Avec Me and My Brother (1965-1968), intervient pour le film la couleur, qui gagne la photographie à partir du début des années 1970, avec le Polaroid, que Frank ne cessera jamais d’utiliser. La couleur cependant n’est pas que dans les images, elle est à la surface, y fait tache. Enfin le dernier élément à entrer en jeu, corps étranger (vraiment ?) dans la réalisation des photographies, est l’écriture : les mots, manuscrits, en caractères d’imprimerie, plus ou moins réguliers, isolés ou formant des phrases, marginaux, déterminants.

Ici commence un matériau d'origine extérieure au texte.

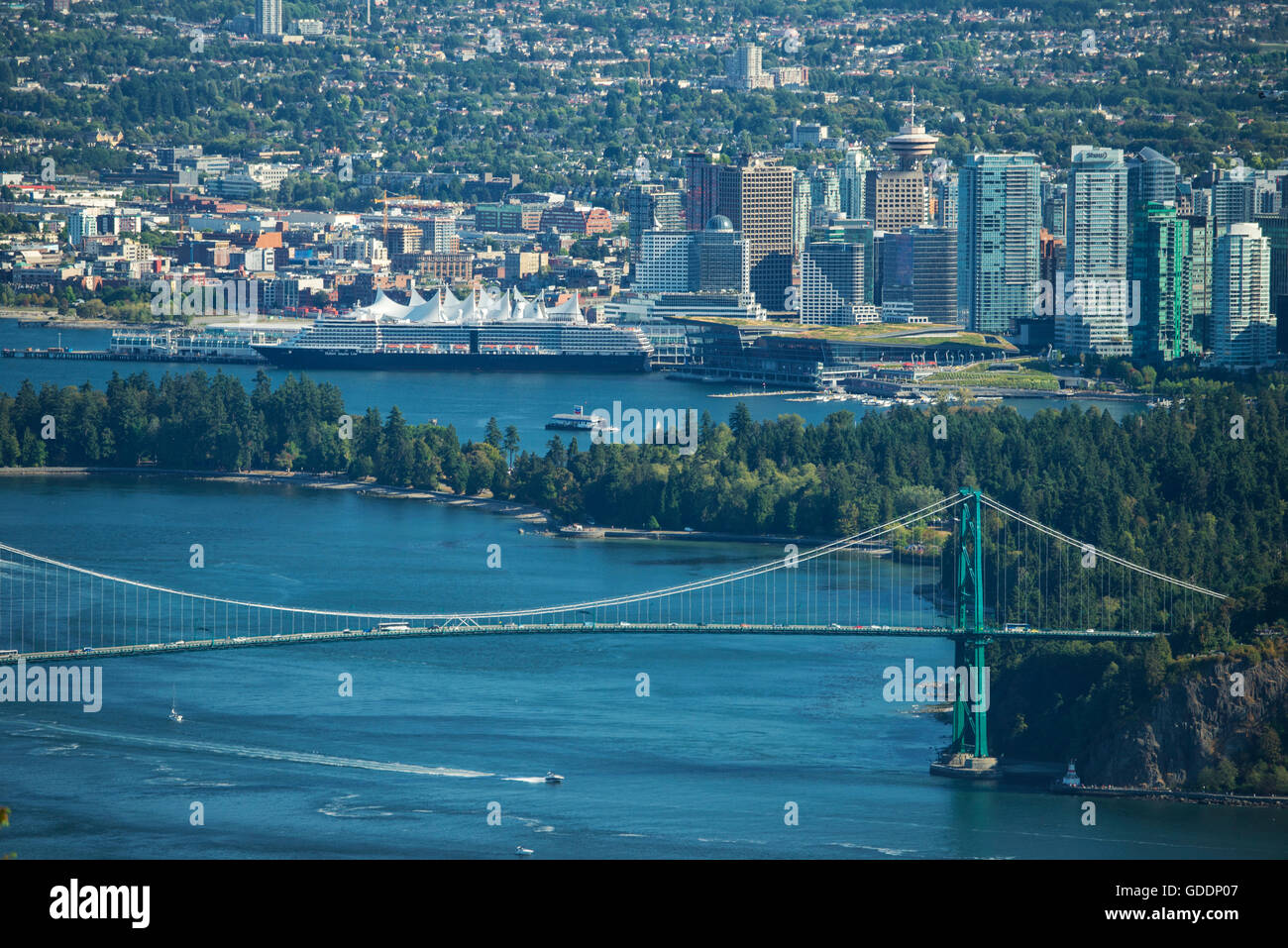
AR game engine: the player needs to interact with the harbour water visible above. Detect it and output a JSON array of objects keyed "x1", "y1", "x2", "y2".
[
  {"x1": 0, "y1": 476, "x2": 1288, "y2": 859},
  {"x1": 0, "y1": 319, "x2": 1142, "y2": 454}
]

La perfection des Américains, Frank aurait pu s’en contenter, continuer. Au bout d’un temps pourtant, l’esthétisme de l’image, outre son efficacité, ne lui suffit plus. Il fait le choix d’une image impure, dont la qualité tient à ce qu’elle a traversé. La photographie est soumise à une sorte d’épreuve. Démultipliée, associée ou confrontée à d’autres, reconstruite sur un mode composite et complexe, mais aussi recevant l’apport d’un verbe qui parfois s’inscrit dans la chair du négatif, ou se superpose au tirage, à moins que ce ne soit de coulures, traces, toutes sortes de lésions qui sont aussi des enrichissements… C’est un vaste attentat contre la photographie des Américains que perpètre leur auteur, dont l’art en sort renforcé, renouvelé. Cette photographie qui lui ressemble n’est pas la plus cotée, ni la plus facile d’accès. Or c’est par elle, non seulement par son premier chef-d’oeuvre, que Frank est l’un des premiers photographes contemporains. […]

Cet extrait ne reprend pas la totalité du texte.